鹿島と三菱電機エンジニアリング(東京都港区、竹野祥瑞社長)は門型の移動装置を使って大規模な配筋を検査するシステムを開発した。門型の装置が鉄筋の上を沿うように移動し、装置に設置した2台のステレオカメラが鉄筋を死角なく撮影する。長大な鉄筋籠も短時間で検査できる。
大深度掘削時の山留めや止水壁で施工するRC地中連続壁の長大な鉄筋籠にシステムを適用し、発注者の立ち会い検査時間を約70%削減できることを確認した。
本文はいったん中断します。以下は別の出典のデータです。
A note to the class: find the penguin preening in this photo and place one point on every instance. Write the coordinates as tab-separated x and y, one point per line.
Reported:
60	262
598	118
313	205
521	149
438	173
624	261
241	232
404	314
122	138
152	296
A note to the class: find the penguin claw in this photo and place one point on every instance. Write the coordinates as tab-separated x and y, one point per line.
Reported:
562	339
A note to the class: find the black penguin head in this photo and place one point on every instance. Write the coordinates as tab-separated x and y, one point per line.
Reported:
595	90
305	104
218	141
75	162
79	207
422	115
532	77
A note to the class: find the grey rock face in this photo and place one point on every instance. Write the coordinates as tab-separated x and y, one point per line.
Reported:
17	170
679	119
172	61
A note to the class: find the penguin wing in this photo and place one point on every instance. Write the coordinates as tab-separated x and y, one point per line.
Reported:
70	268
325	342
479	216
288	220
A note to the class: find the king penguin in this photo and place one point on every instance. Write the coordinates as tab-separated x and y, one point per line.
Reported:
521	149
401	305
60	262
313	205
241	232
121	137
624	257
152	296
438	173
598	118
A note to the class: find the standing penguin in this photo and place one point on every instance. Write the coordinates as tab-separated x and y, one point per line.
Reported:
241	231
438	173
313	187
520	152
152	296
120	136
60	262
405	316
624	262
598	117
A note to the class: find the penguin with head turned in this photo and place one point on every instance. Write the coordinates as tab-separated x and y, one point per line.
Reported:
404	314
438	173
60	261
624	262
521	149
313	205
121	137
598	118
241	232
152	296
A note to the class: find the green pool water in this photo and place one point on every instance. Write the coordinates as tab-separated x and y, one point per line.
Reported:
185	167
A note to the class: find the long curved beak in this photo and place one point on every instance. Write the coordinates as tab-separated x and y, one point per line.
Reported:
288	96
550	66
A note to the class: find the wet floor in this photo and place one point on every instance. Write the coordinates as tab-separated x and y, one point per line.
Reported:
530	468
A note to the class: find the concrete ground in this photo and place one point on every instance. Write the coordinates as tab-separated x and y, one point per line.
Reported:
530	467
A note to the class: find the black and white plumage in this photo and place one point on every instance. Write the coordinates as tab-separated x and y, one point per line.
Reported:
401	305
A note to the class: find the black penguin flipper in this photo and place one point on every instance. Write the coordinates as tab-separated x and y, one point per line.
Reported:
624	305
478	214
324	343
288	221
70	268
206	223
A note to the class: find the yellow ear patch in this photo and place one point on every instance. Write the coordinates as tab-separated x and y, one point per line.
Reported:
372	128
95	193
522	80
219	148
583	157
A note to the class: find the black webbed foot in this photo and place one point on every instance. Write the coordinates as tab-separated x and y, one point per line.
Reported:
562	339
検査に係る人員も削減できた。
カメラを搭載したタブレット端末で配筋検査する従来のシステムを発展させた。2台のステレオカメラと1台のタブレット端末で構成するAI配筋検査システムを門型移動装置に固定して検査する。門型移動装置を横に倒した鉄筋籠に沿って移動させながら2台のステレオカメラが連続的に撮影・計測。取得した撮影データをタブレット端末で統合処理する。
5ロットに分割された鉄筋籠をロットごとに撮影・計測した。鉄筋組み立て作業の進捗に合わせて下段鉄筋、上段鉄筋の順に組み上がった箇所から段階的に検査し、待ち時間を削減した。スケールなどを使った従来の検査方法と比較して、発注者の立ち会い検査の時間を大幅に短縮。鉄筋籠1基当たり約300分から約100分と約70%削減した。
RC地中連続壁工法で建込みする長大な鉄筋籠の配筋を検査する場合、従来のAI配筋検査システムでは、鉄筋を籠状に配筋する作業進捗に沿って検査要員が移動しながら撮影していた。膨大な時間がかかる上に、鉄筋上を歩くため安全性にも課題があった。また、多段で幅のある立体的な配筋を1台のステレオカメラで撮影すると死角が生じるケースもあった。